Answer: (a) \(a=6\), \(b=7\), \(c=12\); (b) \(p(x)=(3x-1)(2x^2+3x+5)\), so the only real root is \(x=\frac13\).

Use the remainder theorem: when a polynomial \(P(x)\) is divided by \(x-a\), the remainder is \(P(a)\). If \(x-a\) is a factor, then \(P(a)=0\).

(a) Since

\(p(x)=ax^3+bx^2+cx-5\),

we have

\(p'(x)=3ax^2+2bx+c\).

Given \(p'(0)=12\), it follows that

\(c=12\).

Since \(3x-1\) is a factor, \(x=\frac13\) is a root.
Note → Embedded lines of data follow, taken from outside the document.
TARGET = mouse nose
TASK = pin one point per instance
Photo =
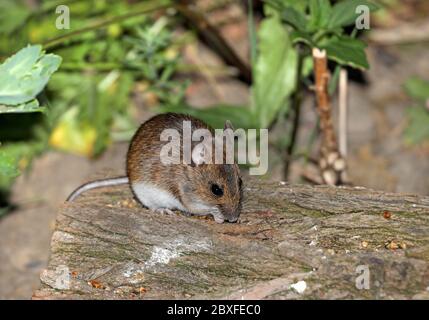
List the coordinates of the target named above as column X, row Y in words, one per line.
column 233, row 219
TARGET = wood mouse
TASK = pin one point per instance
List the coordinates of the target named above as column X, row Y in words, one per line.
column 194, row 188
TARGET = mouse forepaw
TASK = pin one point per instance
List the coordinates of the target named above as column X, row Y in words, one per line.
column 163, row 211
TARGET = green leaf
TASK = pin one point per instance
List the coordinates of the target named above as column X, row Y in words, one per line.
column 344, row 13
column 303, row 37
column 25, row 74
column 13, row 14
column 215, row 116
column 31, row 106
column 274, row 73
column 320, row 12
column 417, row 88
column 8, row 165
column 417, row 130
column 294, row 18
column 346, row 51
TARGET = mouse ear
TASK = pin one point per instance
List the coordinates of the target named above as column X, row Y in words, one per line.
column 228, row 125
column 200, row 154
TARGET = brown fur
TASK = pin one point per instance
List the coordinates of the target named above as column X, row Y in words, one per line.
column 188, row 183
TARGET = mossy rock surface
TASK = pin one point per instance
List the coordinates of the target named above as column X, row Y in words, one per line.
column 106, row 246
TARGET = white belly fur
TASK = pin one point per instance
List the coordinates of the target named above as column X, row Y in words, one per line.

Therefore

\(p\left(\frac13\right)=0\).

Using \(c=12\),

\(\frac{a}{27}+\frac{b}{9}+\frac{12}{3}-5=0\).

So

\(\frac{a}{27}+\frac{b}{9}=1\),

which gives

\(a+3b=27\).

The remainder when divided by \(x-2\) is \(p(2)\). Since the remainder is 95,

\(p(2)=95\).

So

\(8a+4b+2(12)-5=95\).

Hence

\(8a+4b+19=95\),

so

\(2a+b=19\).

Solve

\(a+3b=27\)

and

\(2a+b=19\).

From the second equation, \(b=19-2a\). Substitute into the first:

\(a+3(19-2a)=27\).

So \(a+57-6a=27\), giving \(-5a=-30\), and hence \(a=6\).
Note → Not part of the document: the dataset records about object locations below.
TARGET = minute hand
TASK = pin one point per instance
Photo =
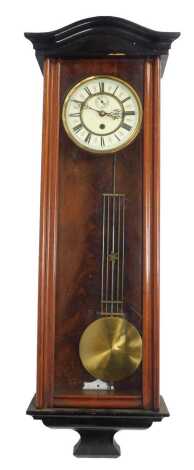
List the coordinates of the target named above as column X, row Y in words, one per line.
column 113, row 114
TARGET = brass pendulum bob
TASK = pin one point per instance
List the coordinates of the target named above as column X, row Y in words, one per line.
column 111, row 347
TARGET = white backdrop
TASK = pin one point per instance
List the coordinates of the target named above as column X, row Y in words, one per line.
column 28, row 444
Then \(2(6)+b=19\), so \(b=7\).

Therefore \(a=6\), \(b=7\), and \(c=12\).

(b) Now

\(p(x)=6x^3+7x^2+12x-5\).

Since \(3x-1\) is a factor, divide or factorise to get

\(p(x)=(3x-1)(2x^2+3x+5)\).

The quadratic factor has discriminant

\(3^2-4(2)(5)=9-40=-31\).

Since the discriminant is negative, \(2x^2+3x+5=0\) has no real roots.

Therefore the only real root of \(p(x)=0\) is from \(3x-1=0\), which gives \(x=\frac13\).

Hence \(p(x)=0\) has only one real root.